Molecular characterisation

The nblast result of the 18S rDNA gene fragment of the South African population of P. (P.) macrocystis shows a relationship with other species of the genus with 13 different gaps (99% similarity) with Pseudacrobeles sp. (KU180672), 20 differences (98% similarity) with Pseudacrobeles (Pseudacrobeles) variabilis (AF202150).

Locality and habitat

Both species were recovered from Magoebaskloof (GPS coordinates: S: 23°52′40.368"; E: 29°56′14.459"), Limpopo Province, South Africa, in association with wild grass.

Voucher material

Eight females and three males of P. (P.) macrocystis were deposited in the nematode collection of the Aquaculture Research Unit of the University of Limpopo, South Africa, and two females were deposited in the nematode collection of the University of Jaén, Spain. In addition, two slides of P. oxycercus containing five females and five males were deposited at the Nematology collection of the Aquaculture Research Unit, University of Limpopo, South Africa.

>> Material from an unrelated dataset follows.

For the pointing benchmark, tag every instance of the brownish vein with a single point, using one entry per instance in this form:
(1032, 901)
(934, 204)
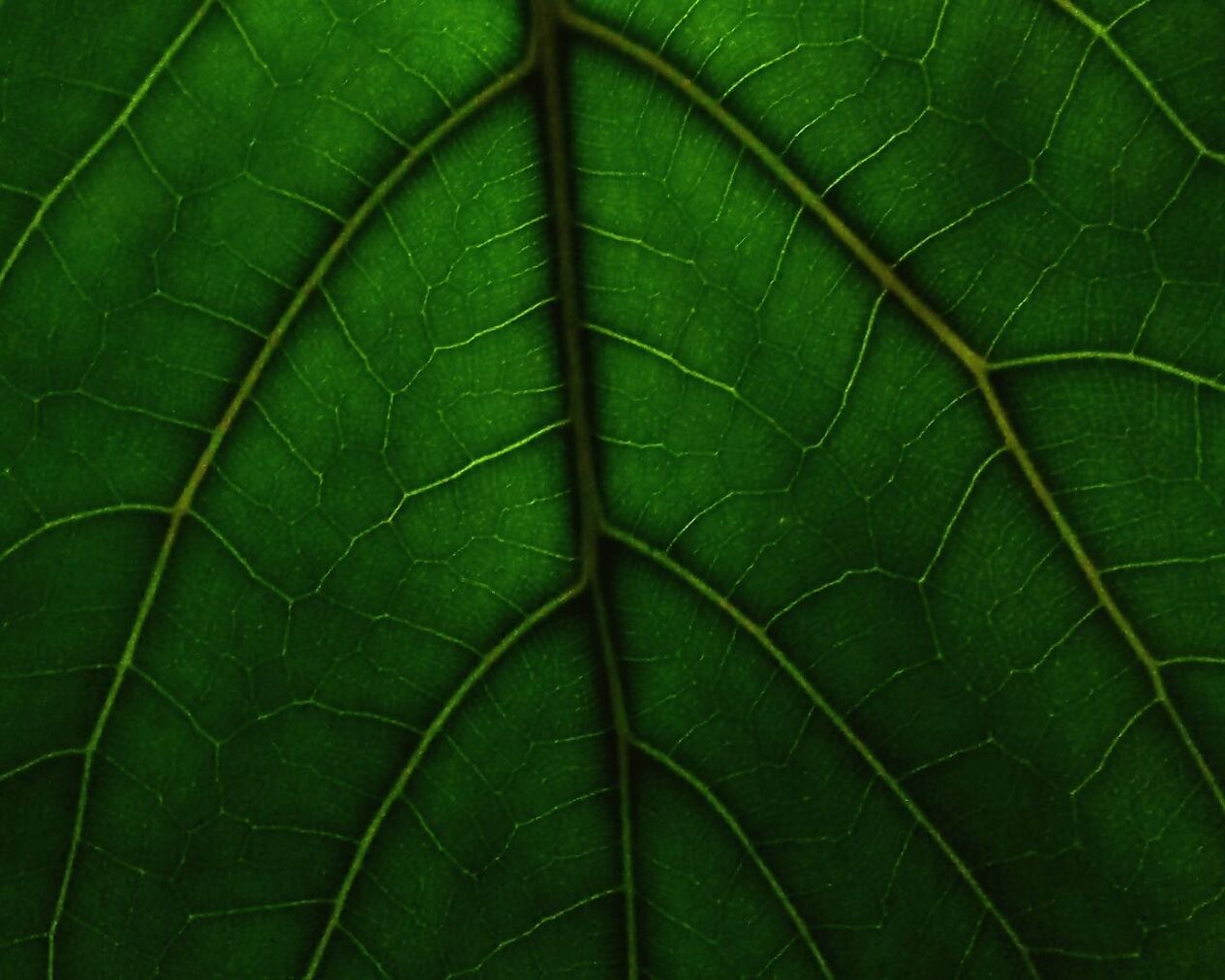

Phylogenetic relationships of Pseudacrobeles (Pseudacrobeles) macrocystis

The phylogenetic analysis of the 18S (Fig. 4) and 28S (Fig. 5) rDNA trees agree with the traditional arrangement of the genera of the subfamily Cephalobinae based on morphological characters (Andrássy 2005), agreeing with other molecular studies (Abolafia et al. 2020, 2021). Thus, the genus Pseudacrobeles Steiner 1938 appears more basal, close to the genus Eucephalobus Steiner 1936, having poorly developed lips and labial probolae (plesiomorphic condition), while genera with complex lips and labial probolae (apomorphic condition) appear in the derived branches in both trees. According to the phylogenetic trees, the evolutionary relationships of Pseudacrobeles appear more or less clear.

Fig. 4
figure 4

Bayesian Inference tree from the newly sequenced Pseudacrobeles (P.) macrocystis De Ley and Siddiqi 1991 based on sequences of the 18S rDNA region. Bayesian posterior probabilities are given for each clade

Fig. 5
figure 5

Bayesian Inference tree from the newly sequenced Pseudacrobeles (P.) macrocystis De Ley and Siddiqi 1991 based on sequences of the 28S rDNA region. Bayesian posterior probabilities are given for each clade

Regarding the genus Pseudacrobeles, it was established by Steiner in 1938. Then, the genus Pseudacrobeles divided into two subgenera, including Pseudacrobeles Steiner 1938 and Bunobus De Ley et al. 1993a, b (De Ley et al. 1993a, 1993b). The subgenera differ in the morphology of the lip region. In subgenus Pseudacrobeles, cephalic probolae (setae-like) and labial probolae (conical or low ridges connecting the tips of adjacent lips) are present. Besides, lateral lips are well developed. However, in subgenus Bunobus, cephalic probolae, and labial probolae do not exist. In addition, lateral lips are reduced (see Shokoohi and Abolafia 2012). In conclusion, Pseudacrobeles (P.) macrocystis was observed in various soil types associated with multiple crops in South Africa. This species is bacterivorous; therefore, its ecological role in the soil and its effect on crop production needs to be investigated.